Nah, pantaskah Indonesia mengalami kekurangan tempat tidur di RS? Wajarkah kita melihat pasien berjejal di koridor-koridor RS menunggu tempat tidur kosong?
Untuk mengosongkan tempat tidur, pantaskan manajemen RS menyuruh-nyuruh pasien pulang dan seringkali memaksa? Tentulah tidak. Tidak wajar disuruh-suruh pulang; tidak wajar RS kekurangan tempat tidur; tidak wajar pula negara ini kekurangan RS yang berperalatan lengkap.
Semua ini tidak wajar karena Indonesia bukan negara miskin. Negara ini kaya raya. Yang menjadi masalah adalah kekayaan itu hanya dinikmati oleh segelintir orang saja. Termasuklah para pegawai korup di DJP yang korupsinya tidak tanggung-tanggung. Termasuklah para pejabat tinggi lainnya yang sebagian besar juga korup. Para gubernur, bupati, walikota, kepala dinas, dlsb, yang mencuri duit anggaran.

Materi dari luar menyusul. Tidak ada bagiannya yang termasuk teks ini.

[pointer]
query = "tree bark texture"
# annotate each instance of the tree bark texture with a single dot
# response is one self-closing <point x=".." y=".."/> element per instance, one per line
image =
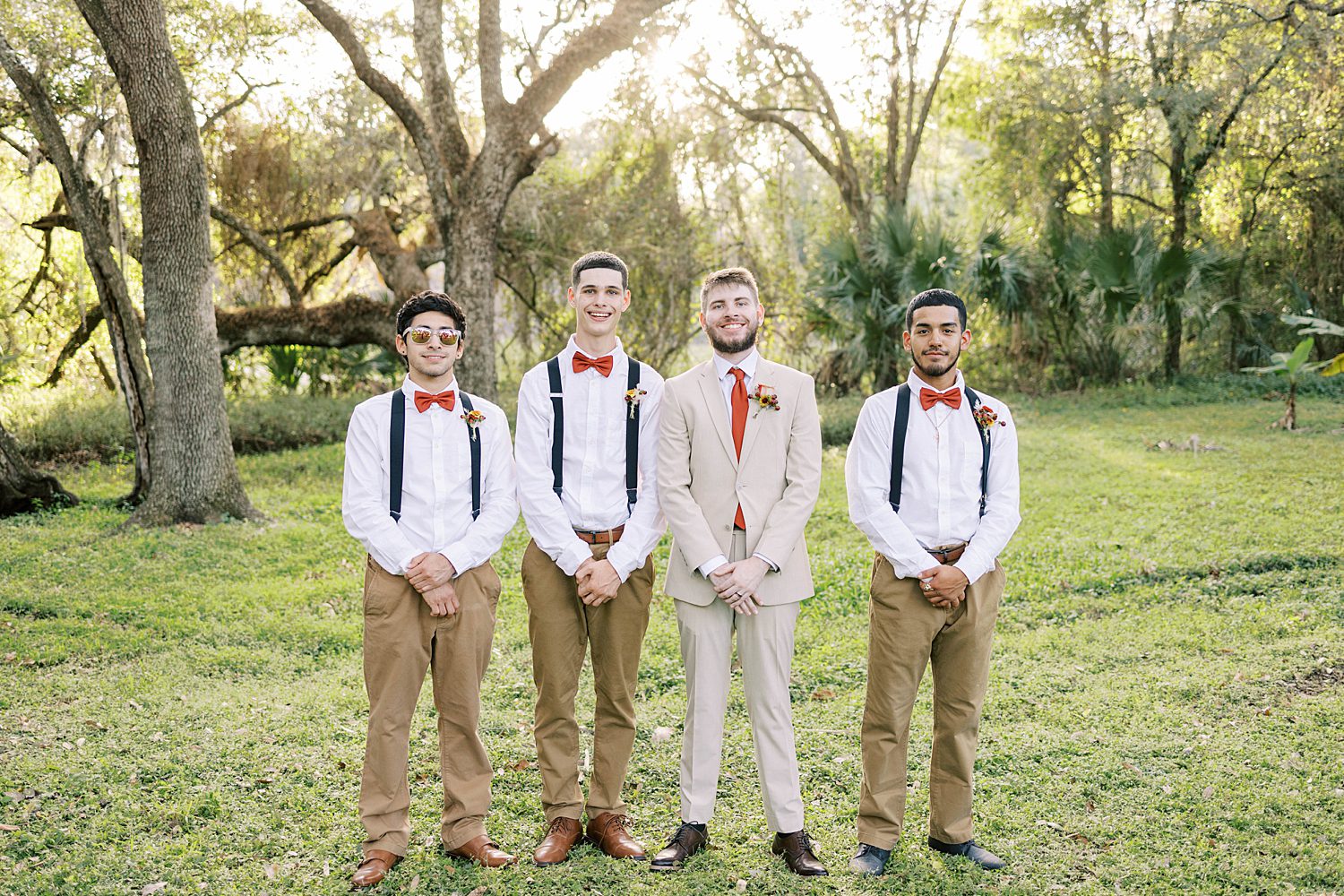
<point x="195" y="477"/>
<point x="22" y="487"/>
<point x="89" y="217"/>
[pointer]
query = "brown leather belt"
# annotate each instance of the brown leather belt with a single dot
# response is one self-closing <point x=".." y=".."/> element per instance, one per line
<point x="601" y="536"/>
<point x="949" y="555"/>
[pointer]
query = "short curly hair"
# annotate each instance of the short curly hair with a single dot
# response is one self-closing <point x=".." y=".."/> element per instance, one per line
<point x="430" y="301"/>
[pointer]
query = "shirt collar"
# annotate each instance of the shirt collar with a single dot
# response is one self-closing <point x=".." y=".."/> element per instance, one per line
<point x="409" y="387"/>
<point x="747" y="365"/>
<point x="916" y="383"/>
<point x="573" y="349"/>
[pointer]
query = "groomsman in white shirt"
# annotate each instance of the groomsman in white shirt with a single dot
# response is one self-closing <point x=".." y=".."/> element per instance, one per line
<point x="588" y="425"/>
<point x="932" y="476"/>
<point x="430" y="495"/>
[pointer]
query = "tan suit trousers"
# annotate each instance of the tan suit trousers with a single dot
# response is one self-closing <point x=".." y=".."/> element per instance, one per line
<point x="765" y="648"/>
<point x="906" y="633"/>
<point x="562" y="630"/>
<point x="401" y="642"/>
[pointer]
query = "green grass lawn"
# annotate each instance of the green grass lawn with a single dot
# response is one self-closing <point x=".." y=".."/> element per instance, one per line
<point x="1166" y="708"/>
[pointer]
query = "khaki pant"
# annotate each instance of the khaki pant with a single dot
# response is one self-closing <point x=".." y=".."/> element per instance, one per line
<point x="562" y="630"/>
<point x="906" y="633"/>
<point x="401" y="641"/>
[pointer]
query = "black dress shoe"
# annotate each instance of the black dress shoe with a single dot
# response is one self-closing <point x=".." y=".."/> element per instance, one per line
<point x="796" y="849"/>
<point x="968" y="849"/>
<point x="870" y="861"/>
<point x="685" y="842"/>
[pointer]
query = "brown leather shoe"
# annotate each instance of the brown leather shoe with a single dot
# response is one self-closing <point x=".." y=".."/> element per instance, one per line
<point x="559" y="840"/>
<point x="685" y="842"/>
<point x="612" y="834"/>
<point x="374" y="868"/>
<point x="483" y="850"/>
<point x="796" y="849"/>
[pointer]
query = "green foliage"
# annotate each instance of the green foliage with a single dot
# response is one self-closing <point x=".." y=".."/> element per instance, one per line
<point x="185" y="705"/>
<point x="863" y="287"/>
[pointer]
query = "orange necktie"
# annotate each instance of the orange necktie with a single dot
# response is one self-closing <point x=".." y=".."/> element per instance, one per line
<point x="601" y="365"/>
<point x="739" y="426"/>
<point x="444" y="400"/>
<point x="952" y="398"/>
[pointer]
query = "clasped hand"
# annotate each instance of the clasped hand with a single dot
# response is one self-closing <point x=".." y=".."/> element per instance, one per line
<point x="738" y="582"/>
<point x="597" y="582"/>
<point x="945" y="586"/>
<point x="432" y="575"/>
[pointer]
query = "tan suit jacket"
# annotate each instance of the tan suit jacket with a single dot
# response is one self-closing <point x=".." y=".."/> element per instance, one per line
<point x="701" y="479"/>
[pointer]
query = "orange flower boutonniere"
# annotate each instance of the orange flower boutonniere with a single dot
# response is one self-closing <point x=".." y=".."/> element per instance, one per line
<point x="473" y="421"/>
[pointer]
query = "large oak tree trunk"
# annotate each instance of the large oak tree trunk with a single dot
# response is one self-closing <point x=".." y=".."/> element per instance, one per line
<point x="90" y="217"/>
<point x="22" y="487"/>
<point x="470" y="281"/>
<point x="195" y="477"/>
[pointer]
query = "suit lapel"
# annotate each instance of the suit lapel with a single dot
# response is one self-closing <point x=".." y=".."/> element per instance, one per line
<point x="757" y="416"/>
<point x="718" y="413"/>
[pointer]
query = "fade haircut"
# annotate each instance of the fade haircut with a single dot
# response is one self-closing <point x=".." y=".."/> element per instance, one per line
<point x="599" y="260"/>
<point x="728" y="277"/>
<point x="932" y="298"/>
<point x="430" y="301"/>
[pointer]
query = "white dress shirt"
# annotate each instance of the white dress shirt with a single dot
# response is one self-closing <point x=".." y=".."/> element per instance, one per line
<point x="593" y="495"/>
<point x="728" y="382"/>
<point x="435" y="482"/>
<point x="940" y="484"/>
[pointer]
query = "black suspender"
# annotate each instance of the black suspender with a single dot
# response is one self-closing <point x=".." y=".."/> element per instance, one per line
<point x="632" y="437"/>
<point x="984" y="447"/>
<point x="632" y="432"/>
<point x="898" y="446"/>
<point x="473" y="443"/>
<point x="397" y="455"/>
<point x="553" y="371"/>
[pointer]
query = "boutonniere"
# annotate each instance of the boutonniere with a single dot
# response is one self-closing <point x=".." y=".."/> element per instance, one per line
<point x="473" y="421"/>
<point x="766" y="397"/>
<point x="633" y="398"/>
<point x="986" y="418"/>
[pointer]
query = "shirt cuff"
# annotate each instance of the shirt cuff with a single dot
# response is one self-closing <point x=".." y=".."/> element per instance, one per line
<point x="910" y="567"/>
<point x="623" y="562"/>
<point x="972" y="565"/>
<point x="573" y="557"/>
<point x="711" y="564"/>
<point x="774" y="567"/>
<point x="457" y="555"/>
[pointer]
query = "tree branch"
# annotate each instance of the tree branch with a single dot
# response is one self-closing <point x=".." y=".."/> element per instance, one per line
<point x="437" y="88"/>
<point x="233" y="104"/>
<point x="422" y="137"/>
<point x="258" y="245"/>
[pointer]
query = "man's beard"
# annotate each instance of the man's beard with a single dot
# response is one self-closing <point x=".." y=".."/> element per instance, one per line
<point x="937" y="366"/>
<point x="745" y="341"/>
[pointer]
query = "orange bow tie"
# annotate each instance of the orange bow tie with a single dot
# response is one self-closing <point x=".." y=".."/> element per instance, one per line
<point x="444" y="400"/>
<point x="952" y="398"/>
<point x="601" y="365"/>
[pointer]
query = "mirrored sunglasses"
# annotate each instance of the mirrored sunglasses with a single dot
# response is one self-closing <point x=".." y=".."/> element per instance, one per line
<point x="419" y="335"/>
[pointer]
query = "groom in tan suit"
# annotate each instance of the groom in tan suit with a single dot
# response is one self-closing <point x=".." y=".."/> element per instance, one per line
<point x="739" y="468"/>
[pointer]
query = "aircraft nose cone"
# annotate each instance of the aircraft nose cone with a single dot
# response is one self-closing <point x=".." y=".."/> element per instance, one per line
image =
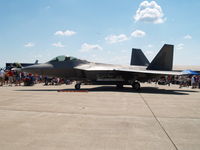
<point x="37" y="69"/>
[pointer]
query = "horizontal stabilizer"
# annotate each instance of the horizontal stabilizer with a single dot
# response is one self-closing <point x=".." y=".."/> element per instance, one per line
<point x="163" y="60"/>
<point x="138" y="58"/>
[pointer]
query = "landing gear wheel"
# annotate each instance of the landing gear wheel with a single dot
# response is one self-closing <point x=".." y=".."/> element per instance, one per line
<point x="136" y="86"/>
<point x="120" y="86"/>
<point x="78" y="86"/>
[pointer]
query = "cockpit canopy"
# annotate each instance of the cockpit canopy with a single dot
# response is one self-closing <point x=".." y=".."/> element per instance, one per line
<point x="63" y="58"/>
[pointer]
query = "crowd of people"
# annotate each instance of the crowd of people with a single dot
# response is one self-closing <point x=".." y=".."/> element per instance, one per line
<point x="15" y="78"/>
<point x="11" y="77"/>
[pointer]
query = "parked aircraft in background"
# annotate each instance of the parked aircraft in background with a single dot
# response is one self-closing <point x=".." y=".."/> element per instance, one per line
<point x="83" y="71"/>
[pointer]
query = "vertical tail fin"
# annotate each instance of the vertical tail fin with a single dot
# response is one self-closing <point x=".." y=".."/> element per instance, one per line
<point x="163" y="60"/>
<point x="138" y="58"/>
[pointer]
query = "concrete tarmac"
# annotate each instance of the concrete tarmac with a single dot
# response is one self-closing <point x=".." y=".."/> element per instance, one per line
<point x="99" y="118"/>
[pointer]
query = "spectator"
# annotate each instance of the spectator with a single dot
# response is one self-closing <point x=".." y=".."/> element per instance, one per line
<point x="2" y="77"/>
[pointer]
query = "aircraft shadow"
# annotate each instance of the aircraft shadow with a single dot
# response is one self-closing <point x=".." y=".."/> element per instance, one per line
<point x="147" y="90"/>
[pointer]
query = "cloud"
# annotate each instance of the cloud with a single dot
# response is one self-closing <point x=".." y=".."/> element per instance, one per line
<point x="116" y="38"/>
<point x="180" y="46"/>
<point x="149" y="12"/>
<point x="138" y="34"/>
<point x="149" y="46"/>
<point x="58" y="44"/>
<point x="65" y="33"/>
<point x="188" y="37"/>
<point x="29" y="44"/>
<point x="89" y="47"/>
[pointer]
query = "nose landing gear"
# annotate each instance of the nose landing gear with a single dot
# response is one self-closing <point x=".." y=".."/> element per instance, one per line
<point x="136" y="86"/>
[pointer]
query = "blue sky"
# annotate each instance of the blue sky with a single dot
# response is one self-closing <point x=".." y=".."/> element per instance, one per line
<point x="102" y="31"/>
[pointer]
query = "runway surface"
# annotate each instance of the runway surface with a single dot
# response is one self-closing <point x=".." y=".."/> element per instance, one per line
<point x="99" y="118"/>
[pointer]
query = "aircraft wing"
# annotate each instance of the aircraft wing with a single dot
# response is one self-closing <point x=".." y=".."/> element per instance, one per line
<point x="128" y="70"/>
<point x="156" y="72"/>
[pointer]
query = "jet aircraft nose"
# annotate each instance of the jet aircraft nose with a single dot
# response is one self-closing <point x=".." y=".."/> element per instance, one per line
<point x="38" y="68"/>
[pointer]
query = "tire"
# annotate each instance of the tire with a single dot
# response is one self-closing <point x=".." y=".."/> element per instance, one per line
<point x="120" y="86"/>
<point x="78" y="86"/>
<point x="136" y="86"/>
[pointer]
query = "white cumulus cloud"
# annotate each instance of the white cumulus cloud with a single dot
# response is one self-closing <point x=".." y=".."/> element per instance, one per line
<point x="85" y="47"/>
<point x="58" y="44"/>
<point x="65" y="33"/>
<point x="138" y="33"/>
<point x="116" y="38"/>
<point x="188" y="37"/>
<point x="180" y="46"/>
<point x="149" y="12"/>
<point x="29" y="44"/>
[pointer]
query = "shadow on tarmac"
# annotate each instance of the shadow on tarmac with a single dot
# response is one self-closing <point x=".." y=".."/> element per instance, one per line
<point x="147" y="90"/>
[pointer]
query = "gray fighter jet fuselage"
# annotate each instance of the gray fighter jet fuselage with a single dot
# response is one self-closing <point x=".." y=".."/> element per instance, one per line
<point x="84" y="71"/>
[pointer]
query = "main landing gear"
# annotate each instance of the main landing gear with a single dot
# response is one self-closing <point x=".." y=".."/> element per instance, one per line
<point x="120" y="86"/>
<point x="136" y="86"/>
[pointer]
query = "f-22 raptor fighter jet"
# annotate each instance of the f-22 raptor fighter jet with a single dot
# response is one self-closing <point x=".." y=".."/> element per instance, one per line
<point x="83" y="71"/>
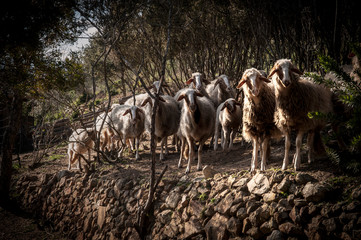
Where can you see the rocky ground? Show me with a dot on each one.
(29, 187)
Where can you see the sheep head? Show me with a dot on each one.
(230, 105)
(254, 81)
(223, 82)
(284, 70)
(190, 98)
(135, 114)
(151, 101)
(197, 81)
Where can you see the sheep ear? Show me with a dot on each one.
(189, 81)
(206, 81)
(351, 55)
(161, 99)
(265, 79)
(217, 82)
(145, 101)
(296, 70)
(198, 94)
(180, 97)
(241, 82)
(224, 106)
(273, 71)
(126, 112)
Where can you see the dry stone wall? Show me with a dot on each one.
(270, 205)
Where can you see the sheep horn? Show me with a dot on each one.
(126, 112)
(189, 81)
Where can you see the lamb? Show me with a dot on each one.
(128, 122)
(196, 124)
(80, 142)
(166, 119)
(258, 110)
(229, 117)
(295, 98)
(219, 90)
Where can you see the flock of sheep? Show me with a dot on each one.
(272, 107)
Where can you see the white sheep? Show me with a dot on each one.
(166, 119)
(258, 110)
(80, 142)
(229, 118)
(219, 90)
(196, 124)
(295, 98)
(128, 123)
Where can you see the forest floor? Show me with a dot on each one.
(17, 225)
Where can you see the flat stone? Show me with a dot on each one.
(259, 184)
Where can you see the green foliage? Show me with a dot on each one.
(347, 106)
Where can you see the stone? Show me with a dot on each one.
(195, 208)
(275, 235)
(234, 226)
(165, 216)
(356, 193)
(295, 215)
(192, 228)
(290, 229)
(270, 197)
(330, 224)
(224, 206)
(173, 199)
(315, 192)
(216, 227)
(241, 213)
(255, 233)
(284, 185)
(259, 184)
(276, 177)
(303, 178)
(208, 172)
(246, 225)
(101, 216)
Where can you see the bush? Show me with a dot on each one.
(348, 113)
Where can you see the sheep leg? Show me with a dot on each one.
(161, 156)
(137, 157)
(287, 151)
(233, 135)
(199, 165)
(310, 141)
(226, 136)
(166, 146)
(71, 155)
(297, 158)
(264, 151)
(181, 153)
(254, 154)
(190, 155)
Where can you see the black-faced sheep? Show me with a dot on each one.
(196, 124)
(258, 110)
(295, 98)
(80, 142)
(229, 119)
(166, 119)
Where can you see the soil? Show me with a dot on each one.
(17, 225)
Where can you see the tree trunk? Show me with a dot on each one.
(13, 108)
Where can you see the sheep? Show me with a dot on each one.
(196, 124)
(258, 110)
(219, 90)
(295, 98)
(229, 117)
(128, 122)
(166, 119)
(80, 142)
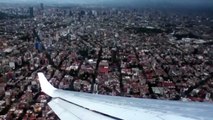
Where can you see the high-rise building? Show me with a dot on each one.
(31, 12)
(42, 6)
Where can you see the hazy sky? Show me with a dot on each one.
(180, 2)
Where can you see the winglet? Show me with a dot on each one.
(46, 87)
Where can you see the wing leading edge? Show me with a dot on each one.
(83, 106)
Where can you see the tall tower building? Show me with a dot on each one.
(42, 6)
(31, 12)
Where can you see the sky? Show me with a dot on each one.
(132, 2)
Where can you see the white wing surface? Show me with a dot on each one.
(70, 105)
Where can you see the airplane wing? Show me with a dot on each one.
(70, 105)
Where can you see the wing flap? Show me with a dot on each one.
(69, 111)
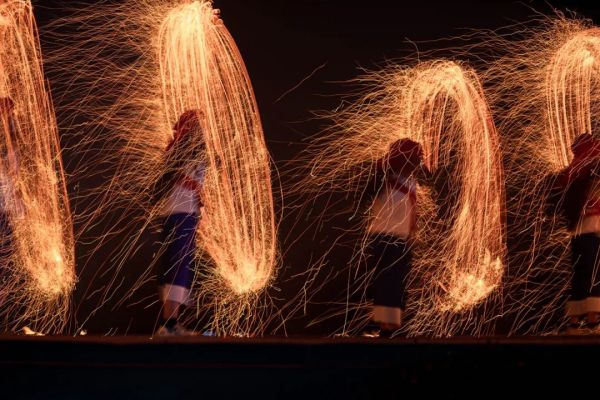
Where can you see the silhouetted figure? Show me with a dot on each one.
(393, 222)
(577, 193)
(180, 191)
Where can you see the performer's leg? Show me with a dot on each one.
(391, 261)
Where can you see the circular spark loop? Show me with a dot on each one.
(33, 184)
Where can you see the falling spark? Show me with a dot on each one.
(459, 258)
(39, 275)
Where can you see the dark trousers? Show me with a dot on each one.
(585, 253)
(176, 266)
(390, 258)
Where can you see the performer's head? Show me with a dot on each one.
(188, 138)
(404, 157)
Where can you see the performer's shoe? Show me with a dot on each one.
(175, 330)
(592, 328)
(371, 331)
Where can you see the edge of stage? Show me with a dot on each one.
(197, 367)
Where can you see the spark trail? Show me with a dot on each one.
(39, 274)
(460, 246)
(549, 75)
(140, 66)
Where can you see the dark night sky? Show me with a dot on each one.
(282, 42)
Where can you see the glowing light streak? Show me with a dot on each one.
(39, 275)
(459, 258)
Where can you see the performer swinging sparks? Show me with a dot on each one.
(181, 187)
(579, 187)
(392, 225)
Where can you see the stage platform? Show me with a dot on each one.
(59, 367)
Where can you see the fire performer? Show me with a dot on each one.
(180, 192)
(577, 188)
(394, 216)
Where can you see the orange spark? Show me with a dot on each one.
(41, 268)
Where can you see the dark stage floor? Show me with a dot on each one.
(348, 368)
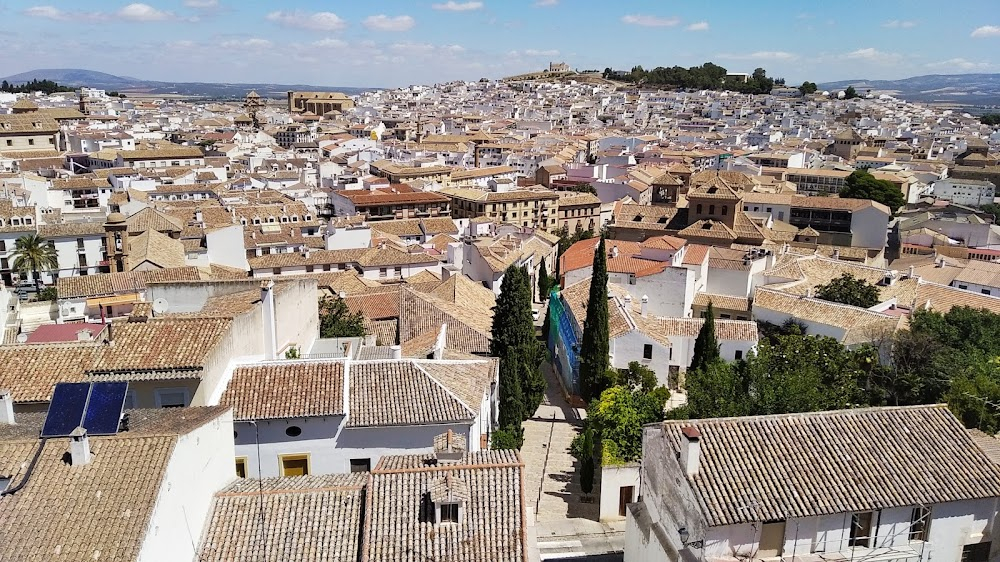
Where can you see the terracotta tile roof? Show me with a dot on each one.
(122, 282)
(105, 507)
(794, 465)
(41, 366)
(285, 390)
(417, 398)
(722, 301)
(294, 509)
(162, 343)
(400, 526)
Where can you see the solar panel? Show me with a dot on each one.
(69, 400)
(104, 409)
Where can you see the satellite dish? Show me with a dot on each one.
(159, 306)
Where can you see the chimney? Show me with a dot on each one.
(690, 450)
(267, 317)
(6, 408)
(79, 447)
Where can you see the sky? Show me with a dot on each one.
(390, 43)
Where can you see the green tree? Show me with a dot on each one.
(862, 185)
(337, 321)
(848, 289)
(706, 345)
(544, 283)
(716, 389)
(594, 360)
(33, 254)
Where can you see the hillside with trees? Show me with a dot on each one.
(708, 76)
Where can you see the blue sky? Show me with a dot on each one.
(395, 43)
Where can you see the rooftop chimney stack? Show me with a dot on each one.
(690, 450)
(79, 447)
(267, 317)
(6, 408)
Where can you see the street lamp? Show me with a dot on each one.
(685, 535)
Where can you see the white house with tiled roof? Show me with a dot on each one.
(139, 495)
(905, 484)
(336, 416)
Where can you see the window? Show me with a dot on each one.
(449, 513)
(861, 529)
(979, 552)
(171, 397)
(920, 520)
(294, 465)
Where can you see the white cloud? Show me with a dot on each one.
(48, 12)
(760, 55)
(540, 53)
(873, 55)
(253, 43)
(899, 24)
(383, 22)
(959, 64)
(330, 42)
(987, 31)
(319, 21)
(452, 6)
(143, 12)
(650, 21)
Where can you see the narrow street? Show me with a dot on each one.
(565, 526)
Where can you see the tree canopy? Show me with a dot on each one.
(337, 321)
(595, 347)
(708, 76)
(35, 85)
(862, 185)
(848, 289)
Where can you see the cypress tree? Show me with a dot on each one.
(514, 344)
(706, 347)
(543, 282)
(594, 361)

Selain kalangan penyelenggara pemerintahan yang korup itu, ada pula mitra mereka yang rata-rata rakus dan bejat. Mereka ini adalah para pengusaha di semua bidang. Mereka inilah orang-orang yang mengajak pegawai pemerintah berkolusi untuk memperkaya diri. Mengajak para pejabat DJP menggelapkan pajak puluhan miliar per laporan korporasi.
Anehnya, negara ini mampu mengalokasikan dana untuk dikorupsi, untuk ditilap. Tapi tidak untuk keperluan pelayanan kesehatan yang sangat diperlukan rakyat miskin.